Basically I brought two decks of cards – one had Care Bears on the back and the other had Spider-Man on the back. I wanted different backs to the cards so it would be easier to tell which cards were mine and which were my opponent’s in case we needed to reference them during or after the game. I also pulled out all of the 10s and face cards, with the exception of the aces. I kept those and we decided to use them as zeroes. I tell you this because if you ever want to play a game that involves digit cards, here is a great way to get some without having to painstakingly cut out cards to make your own sets. Decks of cards are cheap enough. Just use those.

The game was me vs. the class. The goal is to make two 3-digit numbers. Whoever has the greater sum wins. On my turn, I drew a card, and I had a choice of putting it blank spots that I used to create two 3-digit numbers. Once a digit was placed it couldn’t be moved. On the class’ turn, I drew the card for them, but I let them tell me where to place the digit.

My favorite part of the game was at the end when the kids started shouting out that they’d won without even finding the sum. Take a look and see why they got excited: (Just pretend I hadn’t written the sums yet. I took the picture after the game was over.)

“You have a 9 and a 4 in the hundreds place. We have a 5 and a 9.”

“Interesting, and how does that tell you you’ve won?”

“Because the 9s are the same. And we have a 5 which is greater than 4. You should have put your 5 in the hundreds place.”

“I was hedging my bets and I lost.”

Such wonderful thinking from a 3rd grader! How often do students rush to calculate and find an answer to a problem? How amazing that these students were paying attention to the place value that matters most in these numbers – the hundreds – and then comparing the digits to determine who had a greater sum?
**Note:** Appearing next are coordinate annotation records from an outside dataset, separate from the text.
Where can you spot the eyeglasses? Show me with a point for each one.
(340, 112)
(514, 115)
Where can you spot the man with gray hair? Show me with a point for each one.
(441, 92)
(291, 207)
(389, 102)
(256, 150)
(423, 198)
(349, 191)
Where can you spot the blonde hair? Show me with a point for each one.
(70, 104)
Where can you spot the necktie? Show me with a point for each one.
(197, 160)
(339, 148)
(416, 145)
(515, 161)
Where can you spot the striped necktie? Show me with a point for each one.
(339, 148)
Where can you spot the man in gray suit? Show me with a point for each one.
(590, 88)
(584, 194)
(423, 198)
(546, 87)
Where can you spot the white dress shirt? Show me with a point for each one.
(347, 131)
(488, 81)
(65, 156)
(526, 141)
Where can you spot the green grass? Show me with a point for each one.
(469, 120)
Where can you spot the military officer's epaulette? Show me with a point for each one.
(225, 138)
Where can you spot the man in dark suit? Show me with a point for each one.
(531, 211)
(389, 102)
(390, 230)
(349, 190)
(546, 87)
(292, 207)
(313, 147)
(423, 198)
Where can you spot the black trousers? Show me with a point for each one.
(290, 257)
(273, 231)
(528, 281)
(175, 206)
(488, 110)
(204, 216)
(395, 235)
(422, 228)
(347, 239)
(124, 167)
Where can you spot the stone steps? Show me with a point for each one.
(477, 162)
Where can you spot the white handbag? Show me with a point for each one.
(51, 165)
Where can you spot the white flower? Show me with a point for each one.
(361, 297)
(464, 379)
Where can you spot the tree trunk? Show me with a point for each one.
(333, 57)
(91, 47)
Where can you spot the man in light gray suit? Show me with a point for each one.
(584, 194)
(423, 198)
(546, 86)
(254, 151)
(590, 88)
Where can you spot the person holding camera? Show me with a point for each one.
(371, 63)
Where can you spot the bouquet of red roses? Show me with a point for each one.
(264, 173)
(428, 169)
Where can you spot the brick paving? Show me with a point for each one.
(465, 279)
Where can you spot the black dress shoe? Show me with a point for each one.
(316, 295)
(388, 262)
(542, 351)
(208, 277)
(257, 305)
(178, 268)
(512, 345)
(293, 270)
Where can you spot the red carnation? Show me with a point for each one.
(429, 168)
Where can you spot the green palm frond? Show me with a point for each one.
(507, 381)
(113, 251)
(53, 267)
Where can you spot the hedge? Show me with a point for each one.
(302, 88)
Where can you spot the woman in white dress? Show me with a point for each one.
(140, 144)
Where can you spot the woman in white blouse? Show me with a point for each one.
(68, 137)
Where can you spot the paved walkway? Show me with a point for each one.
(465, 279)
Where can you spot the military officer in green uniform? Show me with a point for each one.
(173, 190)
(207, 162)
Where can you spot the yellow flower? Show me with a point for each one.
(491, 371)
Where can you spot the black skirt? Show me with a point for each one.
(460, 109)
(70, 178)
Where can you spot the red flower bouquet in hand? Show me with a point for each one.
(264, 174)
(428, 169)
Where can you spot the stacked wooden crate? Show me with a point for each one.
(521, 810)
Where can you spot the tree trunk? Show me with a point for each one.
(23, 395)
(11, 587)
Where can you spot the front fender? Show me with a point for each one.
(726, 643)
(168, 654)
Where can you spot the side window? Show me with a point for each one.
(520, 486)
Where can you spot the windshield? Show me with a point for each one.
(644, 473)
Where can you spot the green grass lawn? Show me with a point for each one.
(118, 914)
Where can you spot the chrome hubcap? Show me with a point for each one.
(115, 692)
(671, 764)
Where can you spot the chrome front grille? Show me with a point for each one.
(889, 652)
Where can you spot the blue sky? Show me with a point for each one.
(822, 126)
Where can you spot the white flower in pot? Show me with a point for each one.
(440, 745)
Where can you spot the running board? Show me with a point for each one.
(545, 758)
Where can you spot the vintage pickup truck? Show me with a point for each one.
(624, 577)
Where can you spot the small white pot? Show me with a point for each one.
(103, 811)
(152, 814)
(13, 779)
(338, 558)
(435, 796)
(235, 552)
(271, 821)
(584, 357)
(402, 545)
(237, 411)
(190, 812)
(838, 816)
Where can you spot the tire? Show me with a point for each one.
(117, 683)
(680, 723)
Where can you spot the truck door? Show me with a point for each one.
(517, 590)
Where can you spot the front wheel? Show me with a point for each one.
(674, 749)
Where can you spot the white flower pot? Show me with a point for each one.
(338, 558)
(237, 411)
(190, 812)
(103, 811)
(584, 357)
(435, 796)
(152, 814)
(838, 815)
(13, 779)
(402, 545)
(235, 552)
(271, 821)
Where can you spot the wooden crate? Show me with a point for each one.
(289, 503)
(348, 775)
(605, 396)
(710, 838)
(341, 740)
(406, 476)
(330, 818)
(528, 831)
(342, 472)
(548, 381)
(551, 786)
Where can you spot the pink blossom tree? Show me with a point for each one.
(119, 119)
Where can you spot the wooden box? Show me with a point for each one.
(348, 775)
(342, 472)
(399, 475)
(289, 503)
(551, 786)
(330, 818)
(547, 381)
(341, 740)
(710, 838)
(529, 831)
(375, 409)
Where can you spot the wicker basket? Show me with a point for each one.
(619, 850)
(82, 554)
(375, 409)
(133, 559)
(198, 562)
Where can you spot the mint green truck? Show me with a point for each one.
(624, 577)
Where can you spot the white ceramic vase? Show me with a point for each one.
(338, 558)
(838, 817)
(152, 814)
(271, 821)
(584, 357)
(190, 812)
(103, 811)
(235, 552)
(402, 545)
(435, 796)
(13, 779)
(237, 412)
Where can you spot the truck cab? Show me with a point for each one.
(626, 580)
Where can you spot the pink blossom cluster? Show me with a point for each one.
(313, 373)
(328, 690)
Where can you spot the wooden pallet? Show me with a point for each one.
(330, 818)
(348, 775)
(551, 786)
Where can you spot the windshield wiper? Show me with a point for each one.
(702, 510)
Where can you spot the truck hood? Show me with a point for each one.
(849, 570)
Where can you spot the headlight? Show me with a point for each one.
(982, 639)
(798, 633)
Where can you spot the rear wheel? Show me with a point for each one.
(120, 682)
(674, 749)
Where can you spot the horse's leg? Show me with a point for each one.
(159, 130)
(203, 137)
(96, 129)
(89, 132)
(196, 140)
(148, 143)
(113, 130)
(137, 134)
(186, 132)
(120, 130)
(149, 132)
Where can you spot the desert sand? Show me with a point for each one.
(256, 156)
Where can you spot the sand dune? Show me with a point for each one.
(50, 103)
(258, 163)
Since I was just the lead-in to the day’s activities we only got to play once, but I would have loved to play again. I would have liked to change it up a bit. I would still construct my number on the board, but then I would have allowed everyone to create their own number at their desk using the cards that I drew on their turn. At the end we would discuss who thinks they have the greatest sum and talk about their placement of digits.

Even though I didn’t get to play again, I’ll take the time I did have. It was the highlight of my week!